Hacker News new | ask | show | jobs
by ayewo 1356 days ago
I thought I understood what you do but with your itemized example, I'm somewhat confused.

1. OK

2. Dev uses the `airplane` CLI as opposed to running `npm`, `python` etc locally?

3. Dev runs `airplane deploy` as opposed to deploying to Heroku?

I think it would be nicer for us if you explained your value proposition in terms of what tools/steps I'd be replacing if I choose to adopt Airplane.

2 comments

To add on to what Josh said, the main value of Airplane is that we automate a lot of things that would normally require you to write a lot more additional code.

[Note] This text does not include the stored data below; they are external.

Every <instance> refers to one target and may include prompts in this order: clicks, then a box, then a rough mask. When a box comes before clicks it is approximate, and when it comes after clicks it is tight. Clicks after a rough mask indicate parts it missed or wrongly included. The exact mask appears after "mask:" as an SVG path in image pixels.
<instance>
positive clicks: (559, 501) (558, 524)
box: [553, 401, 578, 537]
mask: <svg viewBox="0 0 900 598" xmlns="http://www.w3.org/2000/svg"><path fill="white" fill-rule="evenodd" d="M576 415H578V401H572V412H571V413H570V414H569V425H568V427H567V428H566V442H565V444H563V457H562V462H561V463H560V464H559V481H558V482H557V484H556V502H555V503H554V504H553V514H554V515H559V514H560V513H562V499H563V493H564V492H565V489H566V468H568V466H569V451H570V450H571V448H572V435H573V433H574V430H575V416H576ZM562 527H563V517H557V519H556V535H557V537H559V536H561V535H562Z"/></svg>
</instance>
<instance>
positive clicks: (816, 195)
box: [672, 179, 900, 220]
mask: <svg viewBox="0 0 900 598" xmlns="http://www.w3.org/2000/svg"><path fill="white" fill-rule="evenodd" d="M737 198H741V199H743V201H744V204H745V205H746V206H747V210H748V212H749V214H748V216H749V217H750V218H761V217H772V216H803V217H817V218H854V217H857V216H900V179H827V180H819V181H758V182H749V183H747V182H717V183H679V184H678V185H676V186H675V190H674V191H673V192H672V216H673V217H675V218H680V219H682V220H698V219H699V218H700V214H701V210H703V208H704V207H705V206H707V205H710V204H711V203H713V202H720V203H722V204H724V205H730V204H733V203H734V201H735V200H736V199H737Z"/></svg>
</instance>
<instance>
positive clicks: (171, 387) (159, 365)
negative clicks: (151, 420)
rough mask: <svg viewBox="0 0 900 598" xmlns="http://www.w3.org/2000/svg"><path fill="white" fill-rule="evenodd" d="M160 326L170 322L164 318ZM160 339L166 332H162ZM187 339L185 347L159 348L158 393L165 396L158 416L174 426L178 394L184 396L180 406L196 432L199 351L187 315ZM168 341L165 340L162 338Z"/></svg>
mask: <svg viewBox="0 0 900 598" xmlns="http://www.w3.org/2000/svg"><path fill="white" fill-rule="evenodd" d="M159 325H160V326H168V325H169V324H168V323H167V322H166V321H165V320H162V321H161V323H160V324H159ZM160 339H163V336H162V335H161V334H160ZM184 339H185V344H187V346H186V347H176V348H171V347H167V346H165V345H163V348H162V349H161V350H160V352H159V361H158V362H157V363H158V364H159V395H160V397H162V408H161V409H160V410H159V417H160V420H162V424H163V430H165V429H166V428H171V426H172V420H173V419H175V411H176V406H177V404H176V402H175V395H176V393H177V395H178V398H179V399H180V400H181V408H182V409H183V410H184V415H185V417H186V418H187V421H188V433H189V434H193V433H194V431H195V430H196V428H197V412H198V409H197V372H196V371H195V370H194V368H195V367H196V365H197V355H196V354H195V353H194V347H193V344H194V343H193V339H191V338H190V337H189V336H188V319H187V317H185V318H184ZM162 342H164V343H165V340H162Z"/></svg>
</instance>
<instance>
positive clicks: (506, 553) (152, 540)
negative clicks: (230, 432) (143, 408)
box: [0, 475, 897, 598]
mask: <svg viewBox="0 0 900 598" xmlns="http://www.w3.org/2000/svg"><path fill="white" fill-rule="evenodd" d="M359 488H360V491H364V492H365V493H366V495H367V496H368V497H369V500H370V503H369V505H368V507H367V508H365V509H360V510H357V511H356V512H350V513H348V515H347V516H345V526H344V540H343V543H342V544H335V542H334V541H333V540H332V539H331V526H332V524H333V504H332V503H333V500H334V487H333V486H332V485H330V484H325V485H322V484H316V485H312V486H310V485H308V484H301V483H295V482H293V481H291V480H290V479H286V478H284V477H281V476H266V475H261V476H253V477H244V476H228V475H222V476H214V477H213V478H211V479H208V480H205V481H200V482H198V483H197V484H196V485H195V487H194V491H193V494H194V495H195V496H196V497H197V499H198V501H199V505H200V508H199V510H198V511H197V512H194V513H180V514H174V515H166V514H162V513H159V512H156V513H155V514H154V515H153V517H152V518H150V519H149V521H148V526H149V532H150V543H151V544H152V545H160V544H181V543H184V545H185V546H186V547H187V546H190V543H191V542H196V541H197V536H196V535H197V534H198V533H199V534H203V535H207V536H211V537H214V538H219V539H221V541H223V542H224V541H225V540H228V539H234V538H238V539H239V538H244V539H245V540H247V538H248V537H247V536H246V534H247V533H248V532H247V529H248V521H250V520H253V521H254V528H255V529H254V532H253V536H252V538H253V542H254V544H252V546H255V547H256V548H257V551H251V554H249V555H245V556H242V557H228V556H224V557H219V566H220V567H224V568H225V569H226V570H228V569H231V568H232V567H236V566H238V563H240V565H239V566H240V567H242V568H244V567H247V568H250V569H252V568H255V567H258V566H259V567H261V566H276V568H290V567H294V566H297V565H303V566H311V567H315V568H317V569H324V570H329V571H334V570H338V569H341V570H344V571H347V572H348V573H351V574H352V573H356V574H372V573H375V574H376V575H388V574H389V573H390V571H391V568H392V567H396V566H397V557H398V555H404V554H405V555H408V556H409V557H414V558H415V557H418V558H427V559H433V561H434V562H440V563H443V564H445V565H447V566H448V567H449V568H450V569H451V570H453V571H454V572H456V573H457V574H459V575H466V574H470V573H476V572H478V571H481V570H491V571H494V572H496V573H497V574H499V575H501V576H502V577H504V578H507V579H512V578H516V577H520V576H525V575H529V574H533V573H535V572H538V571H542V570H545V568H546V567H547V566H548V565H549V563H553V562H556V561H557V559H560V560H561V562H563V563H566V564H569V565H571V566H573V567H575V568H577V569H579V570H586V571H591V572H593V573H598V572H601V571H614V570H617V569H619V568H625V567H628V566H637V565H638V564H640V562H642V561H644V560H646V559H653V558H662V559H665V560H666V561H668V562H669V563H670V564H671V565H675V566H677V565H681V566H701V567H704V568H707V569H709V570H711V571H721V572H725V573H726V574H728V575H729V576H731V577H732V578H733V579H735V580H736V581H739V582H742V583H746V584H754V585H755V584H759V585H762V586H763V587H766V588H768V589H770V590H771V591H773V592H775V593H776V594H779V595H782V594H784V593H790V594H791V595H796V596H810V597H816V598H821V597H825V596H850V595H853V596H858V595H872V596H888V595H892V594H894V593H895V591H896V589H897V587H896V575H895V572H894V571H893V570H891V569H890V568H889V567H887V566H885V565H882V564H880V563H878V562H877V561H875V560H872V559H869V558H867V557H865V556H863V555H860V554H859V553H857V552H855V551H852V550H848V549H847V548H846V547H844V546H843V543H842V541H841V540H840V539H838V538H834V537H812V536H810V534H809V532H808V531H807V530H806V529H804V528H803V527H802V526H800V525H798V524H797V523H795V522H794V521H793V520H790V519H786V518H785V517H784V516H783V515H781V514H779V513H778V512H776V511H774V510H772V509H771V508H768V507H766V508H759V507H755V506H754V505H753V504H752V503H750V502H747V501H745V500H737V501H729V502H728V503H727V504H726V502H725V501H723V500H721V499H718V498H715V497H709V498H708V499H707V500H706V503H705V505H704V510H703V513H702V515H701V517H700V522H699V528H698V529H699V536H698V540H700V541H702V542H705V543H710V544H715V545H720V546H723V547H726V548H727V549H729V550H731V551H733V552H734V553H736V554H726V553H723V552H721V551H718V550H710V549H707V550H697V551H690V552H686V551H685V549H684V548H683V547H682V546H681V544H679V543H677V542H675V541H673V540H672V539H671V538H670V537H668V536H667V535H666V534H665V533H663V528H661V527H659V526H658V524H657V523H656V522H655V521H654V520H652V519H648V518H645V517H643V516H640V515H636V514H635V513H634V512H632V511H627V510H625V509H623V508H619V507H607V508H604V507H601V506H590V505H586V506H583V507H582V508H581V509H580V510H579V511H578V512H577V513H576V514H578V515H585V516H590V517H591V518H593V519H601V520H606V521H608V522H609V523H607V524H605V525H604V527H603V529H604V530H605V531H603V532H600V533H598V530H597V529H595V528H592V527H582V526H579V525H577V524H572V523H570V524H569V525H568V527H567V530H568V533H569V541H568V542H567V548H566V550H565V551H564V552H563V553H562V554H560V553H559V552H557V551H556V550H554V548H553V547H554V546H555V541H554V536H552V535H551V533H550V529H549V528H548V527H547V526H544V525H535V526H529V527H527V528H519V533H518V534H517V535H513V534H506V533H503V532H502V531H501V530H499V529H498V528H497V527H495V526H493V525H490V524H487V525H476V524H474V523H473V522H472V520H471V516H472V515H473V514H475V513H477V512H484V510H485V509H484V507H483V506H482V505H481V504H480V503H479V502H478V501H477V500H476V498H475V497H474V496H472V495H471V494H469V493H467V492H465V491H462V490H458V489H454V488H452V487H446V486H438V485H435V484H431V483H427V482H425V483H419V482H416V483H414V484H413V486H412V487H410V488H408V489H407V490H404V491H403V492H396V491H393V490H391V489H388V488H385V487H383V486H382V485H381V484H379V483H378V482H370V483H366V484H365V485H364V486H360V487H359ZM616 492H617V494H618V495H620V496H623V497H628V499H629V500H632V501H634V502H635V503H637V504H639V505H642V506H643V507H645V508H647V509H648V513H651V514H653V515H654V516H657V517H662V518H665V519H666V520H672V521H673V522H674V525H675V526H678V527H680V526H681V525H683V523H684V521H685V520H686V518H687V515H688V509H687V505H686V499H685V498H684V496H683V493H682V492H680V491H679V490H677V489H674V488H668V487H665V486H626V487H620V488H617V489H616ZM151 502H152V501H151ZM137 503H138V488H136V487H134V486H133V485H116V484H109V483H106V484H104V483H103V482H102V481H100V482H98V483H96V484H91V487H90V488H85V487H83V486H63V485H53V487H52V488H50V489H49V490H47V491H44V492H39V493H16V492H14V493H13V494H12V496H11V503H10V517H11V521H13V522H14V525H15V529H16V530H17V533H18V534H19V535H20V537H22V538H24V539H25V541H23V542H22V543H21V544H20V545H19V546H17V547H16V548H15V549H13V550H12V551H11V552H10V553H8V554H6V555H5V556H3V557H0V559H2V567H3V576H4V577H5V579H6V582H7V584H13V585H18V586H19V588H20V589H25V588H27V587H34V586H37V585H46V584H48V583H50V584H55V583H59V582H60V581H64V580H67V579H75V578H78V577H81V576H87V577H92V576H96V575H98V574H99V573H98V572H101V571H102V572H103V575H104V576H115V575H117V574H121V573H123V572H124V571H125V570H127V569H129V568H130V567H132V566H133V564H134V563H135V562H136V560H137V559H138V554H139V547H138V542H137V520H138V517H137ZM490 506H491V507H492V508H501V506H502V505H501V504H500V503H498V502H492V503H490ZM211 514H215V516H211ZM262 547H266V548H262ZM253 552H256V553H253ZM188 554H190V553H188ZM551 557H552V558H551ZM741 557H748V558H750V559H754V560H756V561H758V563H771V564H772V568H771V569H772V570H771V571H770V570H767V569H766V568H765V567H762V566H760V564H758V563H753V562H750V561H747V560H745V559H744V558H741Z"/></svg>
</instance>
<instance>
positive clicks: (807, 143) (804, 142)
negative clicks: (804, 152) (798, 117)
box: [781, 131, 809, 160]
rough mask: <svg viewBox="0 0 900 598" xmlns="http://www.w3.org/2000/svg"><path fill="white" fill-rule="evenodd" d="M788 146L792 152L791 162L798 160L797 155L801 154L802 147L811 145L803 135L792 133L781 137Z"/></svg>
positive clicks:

So for example, if you build an admin panel using Airplane instead of doing so from scratch, we'll provide the following for you:

* A rich React component library that's optimized for internal tooling (tables, charts, etc) * Permissions, audit logs, and approval flows that are easily configurable * Integrations into various systems that an internal tool would normally have to integrate with (e.g. identity providers like Okta, Slack for notifications, etc)

So if you'd expect building that admin panel to take a few days or weeks of work, ideally with Airplane we can reduce that down to a few hours instead.

Part of what bothers me with the current webdev approach is irreducible complexity.

How many layers of 'magic' to facilitate devs deploying do we really need and is it wise to depend on so many?

2 - correct, depending on the task type we still call through to node etc. But the CLI also provides a dev UI and other niceties specific to Airplane.

3 - correct, the code is built and pushed to us, similar to Heroku.

Our value prop ultimately is that 1) you can build tools like admin dashboards, data migration scripts, one off devops operations, etc, into production grade web apps and 2) you can do this using code!